Komdigi Konfirmasi Aplikasi Hornet Resmi Dihapus dari App Store dan Play Store
Langkah tegas pemerintah dalam menertibkan konten digital yang dinilai melanggar norma di Indonesia.
JAKARTA - Kementerian Komunikasi dan Digital (Komdigi) memberikan pernyataan resmi terkait langkah penertiban konten digital di tanah air. Salah satu langkah terbaru yang diambil adalah dengan memastikan bahwa aplikasi Hornet kini telah resmi dihapus dari dua platform distribusi aplikasi terbesar di dunia, yakni Apple App Store dan Google Play Store.
Keputusan ini diambil setelah pihak kementerian menemukan adanya indikasi konten yang tidak sesuai dengan regulasi dan nilai-nilai yang berlaku di Indonesia. Berdasarkan hasil pemantauan intensif, aplikasi tersebut diduga kuat menyebarkan kampanye yang berkaitan dengan gerakan LGBTIQ+, yang dinilai bertentangan dengan norma sosial dan hukum yang dijunjung tinggi di Indonesia.
Alasan di Balik Penghapusan Aplikasi Hornet
Penghapusan aplikasi Hornet dari pasar digital Indonesia bukan tanpa alasan yang kuat. Pihak Komdigi menegaskan bahwa tindakan ini merupakan bagian dari fungsi pengawasan terhadap konten-konten yang masuk ke ruang digital masyarakat Indonesia melalui perangkat seluler.
Menurut keterangan resmi dari pihak kementerian, aplikasi Hornet yang awalnya dikenal sebagai platform jejaring sosial, ditemukan telah menyisipkan atau mempromosikan materi yang bersifat kampanye kelompok tertentu. Berikut adalah beberapa poin utama yang melatarbelakangi tindakan tersebut:
Konten yang Tidak Sesuai Norma: Ditemukannya materi promosi dan konten di dalam aplikasi yang secara terang-terangan melakukan kampanye terkait gerakan LGBTIQ+.

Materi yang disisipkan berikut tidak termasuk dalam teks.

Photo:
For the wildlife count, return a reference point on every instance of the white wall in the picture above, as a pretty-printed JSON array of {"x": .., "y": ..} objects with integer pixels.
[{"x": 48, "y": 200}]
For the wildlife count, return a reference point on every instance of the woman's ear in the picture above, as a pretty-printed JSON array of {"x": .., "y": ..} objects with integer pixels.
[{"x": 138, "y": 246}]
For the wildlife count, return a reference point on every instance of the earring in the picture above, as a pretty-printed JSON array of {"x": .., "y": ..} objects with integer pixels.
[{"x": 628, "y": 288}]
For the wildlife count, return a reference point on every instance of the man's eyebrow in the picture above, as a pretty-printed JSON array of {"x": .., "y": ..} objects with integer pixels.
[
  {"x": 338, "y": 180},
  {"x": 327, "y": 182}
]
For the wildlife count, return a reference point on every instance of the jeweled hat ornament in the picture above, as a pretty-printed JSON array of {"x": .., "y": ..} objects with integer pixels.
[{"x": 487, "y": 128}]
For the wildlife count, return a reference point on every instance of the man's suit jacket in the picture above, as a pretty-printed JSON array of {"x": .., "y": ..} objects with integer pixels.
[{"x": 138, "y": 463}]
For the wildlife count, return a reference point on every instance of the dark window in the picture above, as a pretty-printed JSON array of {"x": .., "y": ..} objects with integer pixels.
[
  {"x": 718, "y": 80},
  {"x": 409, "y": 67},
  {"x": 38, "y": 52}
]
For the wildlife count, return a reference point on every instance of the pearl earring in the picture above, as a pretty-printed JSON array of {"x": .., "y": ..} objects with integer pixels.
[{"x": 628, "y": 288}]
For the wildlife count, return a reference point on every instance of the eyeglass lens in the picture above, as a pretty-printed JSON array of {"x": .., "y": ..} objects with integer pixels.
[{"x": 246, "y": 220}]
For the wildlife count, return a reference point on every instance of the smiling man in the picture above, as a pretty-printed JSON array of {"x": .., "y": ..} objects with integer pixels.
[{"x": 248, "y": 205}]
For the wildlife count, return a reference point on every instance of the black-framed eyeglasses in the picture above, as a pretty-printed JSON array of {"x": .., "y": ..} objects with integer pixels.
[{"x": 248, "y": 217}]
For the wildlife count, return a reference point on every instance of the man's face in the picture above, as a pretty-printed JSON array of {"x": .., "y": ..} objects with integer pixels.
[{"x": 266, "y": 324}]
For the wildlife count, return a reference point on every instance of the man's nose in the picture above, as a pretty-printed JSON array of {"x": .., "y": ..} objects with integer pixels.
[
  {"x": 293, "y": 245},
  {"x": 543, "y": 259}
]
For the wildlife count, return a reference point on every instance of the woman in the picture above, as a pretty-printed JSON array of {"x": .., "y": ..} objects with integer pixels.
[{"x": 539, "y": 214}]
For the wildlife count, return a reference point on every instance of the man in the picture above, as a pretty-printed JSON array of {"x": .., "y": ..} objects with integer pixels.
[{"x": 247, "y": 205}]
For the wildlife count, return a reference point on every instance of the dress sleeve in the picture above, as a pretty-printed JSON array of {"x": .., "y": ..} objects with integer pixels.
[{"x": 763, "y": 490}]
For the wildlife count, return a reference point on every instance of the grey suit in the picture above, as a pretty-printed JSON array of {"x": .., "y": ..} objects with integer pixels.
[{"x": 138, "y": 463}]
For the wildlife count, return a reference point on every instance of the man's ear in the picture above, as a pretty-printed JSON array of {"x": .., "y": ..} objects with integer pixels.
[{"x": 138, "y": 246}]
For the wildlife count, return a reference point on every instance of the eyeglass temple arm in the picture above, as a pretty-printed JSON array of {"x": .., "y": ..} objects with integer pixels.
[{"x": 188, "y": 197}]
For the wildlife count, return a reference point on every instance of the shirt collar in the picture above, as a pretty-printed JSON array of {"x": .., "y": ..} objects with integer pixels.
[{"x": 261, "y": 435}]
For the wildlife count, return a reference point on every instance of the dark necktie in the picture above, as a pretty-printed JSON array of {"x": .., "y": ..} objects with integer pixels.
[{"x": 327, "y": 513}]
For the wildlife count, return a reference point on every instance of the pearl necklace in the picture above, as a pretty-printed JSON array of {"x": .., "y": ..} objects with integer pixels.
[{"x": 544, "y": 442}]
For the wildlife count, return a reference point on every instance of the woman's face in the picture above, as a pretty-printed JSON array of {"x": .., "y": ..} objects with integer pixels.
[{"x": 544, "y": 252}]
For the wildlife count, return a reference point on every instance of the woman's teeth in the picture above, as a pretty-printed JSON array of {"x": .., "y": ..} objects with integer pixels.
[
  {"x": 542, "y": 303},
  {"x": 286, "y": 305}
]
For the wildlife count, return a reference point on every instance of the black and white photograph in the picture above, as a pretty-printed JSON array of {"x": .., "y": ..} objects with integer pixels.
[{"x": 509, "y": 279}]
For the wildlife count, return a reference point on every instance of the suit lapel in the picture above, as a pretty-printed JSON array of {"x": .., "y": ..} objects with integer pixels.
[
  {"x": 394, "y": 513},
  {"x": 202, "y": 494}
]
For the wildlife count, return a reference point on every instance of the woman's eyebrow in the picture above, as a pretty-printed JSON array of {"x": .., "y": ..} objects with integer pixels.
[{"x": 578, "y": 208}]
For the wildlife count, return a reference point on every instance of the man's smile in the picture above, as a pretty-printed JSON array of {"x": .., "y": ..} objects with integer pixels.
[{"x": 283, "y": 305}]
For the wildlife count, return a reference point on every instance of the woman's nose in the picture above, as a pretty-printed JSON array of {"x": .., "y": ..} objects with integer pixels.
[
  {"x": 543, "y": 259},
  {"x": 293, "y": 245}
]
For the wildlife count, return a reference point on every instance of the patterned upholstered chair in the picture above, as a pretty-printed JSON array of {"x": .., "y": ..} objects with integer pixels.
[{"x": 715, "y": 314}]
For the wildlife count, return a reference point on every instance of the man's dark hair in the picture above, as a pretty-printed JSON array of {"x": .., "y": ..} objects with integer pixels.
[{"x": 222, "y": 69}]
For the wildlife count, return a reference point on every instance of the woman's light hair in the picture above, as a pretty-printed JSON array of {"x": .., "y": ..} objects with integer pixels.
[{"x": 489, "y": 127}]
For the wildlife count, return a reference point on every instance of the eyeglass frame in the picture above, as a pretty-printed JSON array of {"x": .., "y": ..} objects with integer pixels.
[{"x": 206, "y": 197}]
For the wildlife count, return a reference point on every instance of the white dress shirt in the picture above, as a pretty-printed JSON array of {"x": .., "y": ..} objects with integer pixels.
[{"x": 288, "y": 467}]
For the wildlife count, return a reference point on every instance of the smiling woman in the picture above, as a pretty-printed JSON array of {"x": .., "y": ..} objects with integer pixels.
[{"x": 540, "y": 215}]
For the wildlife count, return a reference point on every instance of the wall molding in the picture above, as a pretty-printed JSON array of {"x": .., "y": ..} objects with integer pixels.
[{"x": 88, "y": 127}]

Pelanggaran Regulasi Lokal: Konten tersebut dinilai melanggar ketentuan mengenai penyebaran informasi yang dapat memicu disharmoni sosial atau bertentangan dengan nilai-nilai budaya dan agama di Indonesia.
Perlindungan Pengguna: Sebagai bentuk preventif agar masyarakat, terutama kelompok rentan dan anak di bawah umur, tidak terpapar pada ideologi atau gerakan yang tidak sesuai dengan hukum yang berlaku.
Pihak Komdigi menyatakan bahwa setiap platform digital yang beroperasi dan dapat diakses oleh warga negara Indonesia wajib mematuhi hukum positif yang berlaku di dalam negeri. Jika ditemukan ketidakpatuhan, pemerintah tidak ragu untuk melakukan langkah-langkah koersif, termasuk berkoordinasi dengan pengelola platform global seperti Google dan Apple.